Last Saturday I happened to watch a TV program on the Hampton Court Flower Show. Among this year’s winners of the garden design competition was the Bangladeshi Allotment, a small garden designed by Jeff Travers with help from the Adelaide Community Gardening Club in Camden, N. London.
As Jeff explained, about 20 years ago the central Camden residents were offered a gardening plot in an attempt to counter the effects of the visually appalling derelict buildings and tall blocks of flats that dominated the area. People started growing vegetables, and over the years the plot became the hub of a thriving gardening community.
Bangladeshi women in particular became effective users of these allotments. They grew vegetables for their daily needs using techniques they had learned from their parents and grandparents in Bangladesh. For them gardening was a key source of food, and over the years they became experts in producing sustainable gardens with minimal financial investment. One way of increasing cultivation space was to build ramshackle supports that favoured the 3D expansion of the plants.
It was these string-bound wooden structures that intrigued Jeff Travers in the first place. He examined them with his architect hat on, but at the same time he was curious about their role in increasing vegetable production. By growing his own plants next to those of the Bangladeshi families, Jeff learned a lot about sustainable gardening using traditional techniques, such as saving seeds and using recyclable natural materials.
Jeff’s collaboration with the Bangladeshi women gardeners brought him a silver medal. The right topic in the right place at the right time, one might say. However, according to Jeff, designing and building the garden was not such a simple task:
It’s quite an architectural problem to translate Bangladeshi allotments to suit the Hampton Court setting. We’ve used the intensive Bangladeshi horticultural techniques in the growing of the plants, but we’ve arranged them in a way that conforms to the written rules of 18th century potager of which the garden of Hampton Court Palace was modeled.

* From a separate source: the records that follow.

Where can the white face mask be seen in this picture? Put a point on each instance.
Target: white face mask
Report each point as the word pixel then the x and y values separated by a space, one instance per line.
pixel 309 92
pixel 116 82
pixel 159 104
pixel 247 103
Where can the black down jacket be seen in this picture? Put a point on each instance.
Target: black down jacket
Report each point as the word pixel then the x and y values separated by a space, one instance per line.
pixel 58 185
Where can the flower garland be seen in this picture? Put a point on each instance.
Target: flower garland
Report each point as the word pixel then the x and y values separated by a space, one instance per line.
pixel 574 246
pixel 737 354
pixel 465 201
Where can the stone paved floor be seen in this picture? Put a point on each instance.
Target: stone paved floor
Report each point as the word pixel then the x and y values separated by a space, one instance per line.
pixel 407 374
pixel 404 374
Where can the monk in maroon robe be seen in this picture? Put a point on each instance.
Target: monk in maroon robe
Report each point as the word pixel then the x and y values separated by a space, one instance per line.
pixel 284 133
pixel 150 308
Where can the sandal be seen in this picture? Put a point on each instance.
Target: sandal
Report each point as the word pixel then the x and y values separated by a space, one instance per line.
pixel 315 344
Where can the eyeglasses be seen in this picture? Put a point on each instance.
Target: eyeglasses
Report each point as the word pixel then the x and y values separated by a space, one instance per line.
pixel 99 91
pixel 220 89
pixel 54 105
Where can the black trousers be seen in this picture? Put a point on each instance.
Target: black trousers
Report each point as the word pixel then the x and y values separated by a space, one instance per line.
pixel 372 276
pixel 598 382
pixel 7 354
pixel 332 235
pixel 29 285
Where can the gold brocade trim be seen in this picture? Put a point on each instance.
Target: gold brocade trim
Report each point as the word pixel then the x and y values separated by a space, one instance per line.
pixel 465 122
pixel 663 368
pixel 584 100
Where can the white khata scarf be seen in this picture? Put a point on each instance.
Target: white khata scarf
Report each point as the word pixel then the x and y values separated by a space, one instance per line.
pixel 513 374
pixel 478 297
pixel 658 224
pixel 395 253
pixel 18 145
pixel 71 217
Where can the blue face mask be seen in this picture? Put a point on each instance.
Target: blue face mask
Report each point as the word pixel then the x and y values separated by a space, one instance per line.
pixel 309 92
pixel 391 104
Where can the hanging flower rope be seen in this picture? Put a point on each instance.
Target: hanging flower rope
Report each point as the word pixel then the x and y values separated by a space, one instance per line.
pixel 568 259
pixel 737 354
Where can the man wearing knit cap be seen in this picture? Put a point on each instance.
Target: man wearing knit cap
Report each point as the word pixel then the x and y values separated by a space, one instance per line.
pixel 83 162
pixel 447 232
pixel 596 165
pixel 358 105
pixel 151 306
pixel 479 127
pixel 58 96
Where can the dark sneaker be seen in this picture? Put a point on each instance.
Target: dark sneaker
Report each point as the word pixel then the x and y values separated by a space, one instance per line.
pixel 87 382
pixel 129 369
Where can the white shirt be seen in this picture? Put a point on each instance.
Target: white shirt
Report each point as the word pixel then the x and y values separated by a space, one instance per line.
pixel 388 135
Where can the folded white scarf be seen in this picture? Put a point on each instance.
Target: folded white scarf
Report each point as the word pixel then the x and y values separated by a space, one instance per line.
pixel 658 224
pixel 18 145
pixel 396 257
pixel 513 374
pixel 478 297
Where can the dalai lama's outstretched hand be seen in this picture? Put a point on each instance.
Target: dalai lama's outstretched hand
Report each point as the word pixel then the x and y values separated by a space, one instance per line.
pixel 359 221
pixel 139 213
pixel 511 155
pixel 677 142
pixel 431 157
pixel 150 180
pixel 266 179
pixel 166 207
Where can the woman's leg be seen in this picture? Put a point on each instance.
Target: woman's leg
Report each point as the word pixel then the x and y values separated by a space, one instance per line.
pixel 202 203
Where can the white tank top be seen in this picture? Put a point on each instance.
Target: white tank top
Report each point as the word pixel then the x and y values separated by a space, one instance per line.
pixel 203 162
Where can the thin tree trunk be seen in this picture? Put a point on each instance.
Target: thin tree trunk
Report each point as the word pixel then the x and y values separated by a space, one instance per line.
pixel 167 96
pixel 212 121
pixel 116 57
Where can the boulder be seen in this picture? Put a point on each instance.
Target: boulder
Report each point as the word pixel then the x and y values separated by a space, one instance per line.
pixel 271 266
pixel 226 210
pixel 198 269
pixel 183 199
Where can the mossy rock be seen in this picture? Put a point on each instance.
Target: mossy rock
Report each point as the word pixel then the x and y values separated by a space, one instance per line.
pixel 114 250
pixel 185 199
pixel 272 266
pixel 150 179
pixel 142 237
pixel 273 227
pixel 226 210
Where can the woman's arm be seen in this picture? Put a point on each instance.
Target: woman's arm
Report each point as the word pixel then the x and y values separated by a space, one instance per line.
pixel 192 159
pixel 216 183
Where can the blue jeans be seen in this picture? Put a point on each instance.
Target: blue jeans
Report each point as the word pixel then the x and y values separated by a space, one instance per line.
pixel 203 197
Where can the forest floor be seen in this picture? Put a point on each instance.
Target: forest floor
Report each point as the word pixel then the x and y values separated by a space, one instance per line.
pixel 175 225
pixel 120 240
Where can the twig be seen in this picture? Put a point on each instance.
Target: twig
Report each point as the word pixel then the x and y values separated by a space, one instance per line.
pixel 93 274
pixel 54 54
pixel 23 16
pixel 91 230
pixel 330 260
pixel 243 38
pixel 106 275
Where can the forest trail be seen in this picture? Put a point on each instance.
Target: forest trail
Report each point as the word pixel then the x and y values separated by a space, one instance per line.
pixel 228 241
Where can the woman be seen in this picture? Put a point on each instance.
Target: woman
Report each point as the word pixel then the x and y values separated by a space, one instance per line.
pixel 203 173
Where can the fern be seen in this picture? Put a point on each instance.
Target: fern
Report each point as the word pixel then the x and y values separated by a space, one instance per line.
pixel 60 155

This story is a good illustration of open innovation facilitated by connecting groups with apparently disparate sets of skills. To design his prize-winning garden Jeff put together the knowledge networks of the traditional Bangladeshi gardeners, the skills of their British offspring who adapted these techniques to the London context, and his own ‘architect-cum-gardener’ ability to translate these in the lingo of a professional garden design competition.
In fact such processes happen all around us at various levels. As Roland Harwood pointed out in his recent keynote at TransferSummit:
Many organisations are beginning to embrace more open and collaborative approaches to innovation. Inspired by the success of open source products such as the Apache web server and the Firefox browser, many multinational companies such as Procter and Gamble, Orange and IBM have made ‘open innovation’ – the sharing of the risks and rewards of the product development process with partners – a top strategic priority.
Academic institutions had been there long before the businesses:
The open source software movement has been a pioneer in product development which many others have sought to emulate. Like the open source movement, academic institutions have laid the foundations for a model of shared knowledge and incentives based upon reputation rather than ownership.
Increasingly however this academic model is fading out. As recent evidence demonstrates, especially in academic research funding and publication-driven assessment distort the natural balance between peer recognition and institutional hierarchy:
Research assessment exercise encourages individuals to publish independently, to keep things secret while there can be many advantages to their career, no matter if they have been funded publicly or not, because by doing that they appear to be better by the criteria used for measurement of the research assessment exercise. That’s a major cultural problem, because it makes it too difficult to persuade scientists to be open with their data, they fear losing it, and therefore their current position.
TransferSummit revealed that both academic and business teams are seeking inspiration from open development practice. More and more academic departments and businesses understand that by pooling together the expertise of their diversely skilled people they maximise opportunities for mutually beneficial innovation.
But understanding diversity in terms of domain or product expertise is not enough. While brainstorming with inter-disciplinary or professionally diverse teams can be productive, we need to bear in mind that innovation is not just generating new ideas. In fact, as Roland suggests, in the context of our expanding access to global knowledge, one’s expertise is becoming less important:
The cost associated with finding new knowledge is falling fast, to a point where in the not too distant future we can reasonably assume that all knowledge will be in principal accessible […]. In this scenario our knowledge will no longer differentiate us as individuals or organisations.
The professional diversity of the innovation teams will remain important, but increasingly cultural diversity will become their true unique selling point. As Jeff’s success story implies, his prize-winning garden was less the result of him acquiring in-depth knowledge of Bangladeshi gardening techniques, and more of him experiencing this knowledge in action, in the ways his Bangladeshi gardening mentors had internalized and used it for their daily needs.
In other words, what is becoming important is the diverse cultural practice of the innovation team members, rather than just their external expert knowledge. More than just being clued in about growing veggies differently, the ideal candidates for open innovation will be eating their own grown.